Wir müssen umgekehrt sagen: Leute, die ganze Geschichte ist die Geschichte der Klassenkämpfe. Und an dem Punkt, an dem wir angekommen sind, ist die unterdrückte, ausgebeutete Klasse im-stande, die ganze bisherige Gesellschaftsordnung, die auf Ausbeutung der Menschen durch den Menschen aufgebaut ist, umzukrempeln.
Aber: Die Möglichkeit ist nicht die Wirklichkeit. Damit sie zur Wirklichkeit wird, muss der Klassenkampf organisiert werden und ihr müsst kämpfen. Ohne das gibt es weder Sozialismus noch Kommunismus. Das ist unsere Chance. Vielleicht aber auch Untergang in der Barbarei. Ja auch diese Möglichkeit gibt es.
PolOek

Einwurf:

Ich habe es immer so verstanden: Früher oder später kommt es immer zum Sozialismus.
Nur die Frage ist, ob er früher oder später kommt. Wir können es aber beschleunigen.

Referent:

Das ist genau falsch. Wenn wir nichts machen, kommt es nicht dazu. Nur durch den Klassenkampf sind Sozialismus und Kommunismus erreichbar. Sonst kommt es nicht dazu. Wieso sollen irgendwie auf der Grundlage der objektiven Bedingungen die Kapitalisten irgendwann mal sagen, hey, Leute, wir treten von der Bildfläche ab, weil geschichtlich erwiesen ist, dass wir überlebt haben. Wie soll das passieren?

Einwurf:

Die Begründung war immer der Klassenunterschied. Einer wird sich wehren.

Referent:

Ja, genau – wehren. Diese Klasse müsste sich wehren, wenn sie sich nicht wehrt, nicht organisiert, nicht kämpft, wird es niemals dazu kommen. Es kann aber zu etwas anderem kommen, wenn wir uns nicht wehren. Wie viel wehren wir uns denn? Es ist tatsächlich so, dass die Mehrheit der Arbeiterklasse sich mo-mentan „arrangiert“ – in diesem System – einfach sagt, ja, gut, es ist zwar irgendwie Mist, aber man kann ja nichts machen. Oder ein Großteil sagt, was wollt ihr, es ist doch o.k. – in den imperialistischen Ländern.
Es gibt keinen automatischen Gang zum Sozialismus und Kommunismus. Ohne Klassenkampf, ohne die Diktatur des Proletariats, ohne proletarische Revolution gibt es keinen Sozialismus.

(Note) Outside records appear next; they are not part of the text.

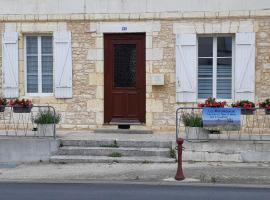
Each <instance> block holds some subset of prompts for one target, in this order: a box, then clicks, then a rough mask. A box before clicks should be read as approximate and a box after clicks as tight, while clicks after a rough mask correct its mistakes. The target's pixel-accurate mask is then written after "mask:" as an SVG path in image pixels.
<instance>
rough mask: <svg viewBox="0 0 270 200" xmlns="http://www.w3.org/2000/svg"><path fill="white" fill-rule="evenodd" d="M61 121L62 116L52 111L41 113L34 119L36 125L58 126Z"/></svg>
mask: <svg viewBox="0 0 270 200" xmlns="http://www.w3.org/2000/svg"><path fill="white" fill-rule="evenodd" d="M60 120H61V115H60V114H58V113H55V116H54V112H53V111H51V110H45V111H40V112H39V113H38V114H37V115H36V116H35V118H34V122H35V123H36V124H53V123H55V124H58V123H59V122H60Z"/></svg>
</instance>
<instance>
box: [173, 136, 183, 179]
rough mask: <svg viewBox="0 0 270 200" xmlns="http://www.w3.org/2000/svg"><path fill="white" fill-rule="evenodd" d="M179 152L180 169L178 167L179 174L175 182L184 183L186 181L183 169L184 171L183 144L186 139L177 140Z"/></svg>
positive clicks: (178, 152) (175, 175)
mask: <svg viewBox="0 0 270 200" xmlns="http://www.w3.org/2000/svg"><path fill="white" fill-rule="evenodd" d="M176 142H177V150H178V160H177V161H178V167H177V172H176V175H175V180H177V181H182V180H184V179H185V176H184V173H183V169H182V148H183V143H184V139H182V138H177V140H176Z"/></svg>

Das wird auch hier gesagt. Das wichtigste an der Lehre von Marx und Engels ist die Diktatur des Proletariats. Und das ist nicht etwas Spontanes.
Sie kommt nicht ohne Klassenkampf. Ohne bewusste Aktion des Proletariats gibt es keine Diktatur des Proletariats. Ergo auch keinen Sozialismus. Aber in diesem ganzen Buch wird dieser Automatismus betrieben.
Es gibt auch ganz gute Positionen bei diesen Schlussfolgerungen des Lehrbuches. Zum Beispiel wird die Unmöglichkeit des friedlichen Übergangs wird nochmals unterstrichen, 1954. Das ist sehr wichtig.
„Die politische Ökonomie enthüllt die Gegensätzlichkeit der Grundlagen der bürgerlichen und der sozialistischen Wirtschaft, die Unversöhnlichkeit der Klasseninteressen der Bourgeoisie einerseits und des Proletariats sowie aller Werktätigen anderseits und weist damit die Unmöglichkeit eines friedlichen "Hineinwachsens" des Kapitalismus in den Sozialismus nach. (...) Die Erfahrungen der Geschichte bestätigen voll und ganz die Richtigkeit der marxistischen These, daß die sozialistische Revolution unumgänglich ist, daß der Sozialismus den Kapitalismus nicht ablösen kann ohne die Errichtung der Herrschaft der Werktätigen, ohne die Diktatur des Proletariats und ohne Bündnis der Arbeiterklasse mit der Bauernschaft.“ (S. 706)
Das sind sehr richtige Schlussfolgerungen, die dann allerdings von den modernen Revisionisten Schritt für Schritt revidiert worden sind, die aber auch in diesem Buch schon angelegt sind. Diese Revision ist bereits enthalten.
Weiter heißt es im Lehrbuch:
„Der Aufbau des Sozialismus erfolgt in unversöhnlichem Kampf gegen die kapitalistischen Elemente in Stadt und Land.“ (S. 707) Aber neben diesen Positionen finden sich auch immer wieder Thesen, worin die Überreste des Kapitalismus, die die KommunistInnen eine Zeitlang übernehmen und weiterführen müssen, als sozialistisch deklariert werden. „Die politische Ökonomie zeigt, welche überragende Bedeutung für den sozialistischen Aufbau die in den sozialistischen Produktionsverhältnissen begründete Interessiertheit der Massen an der unentwegten Steigerung der Produktion hat.
[Referent: Hier ist richtig – wenn dem so wäre, die Massen sind interessiert. Es ist keine persönliche Interessiertheit, sondern die Massen sind interessiert an der Erhöhung der Produktion. Diese Interessiertheit kann auch damit zusammenhängen und begründet werden, dass die Massen dieses System als ihr eigenes System sehen. Je mehr produziert wird, umso schneller kann die Gesellschaft zum Kommunismus übergehen.]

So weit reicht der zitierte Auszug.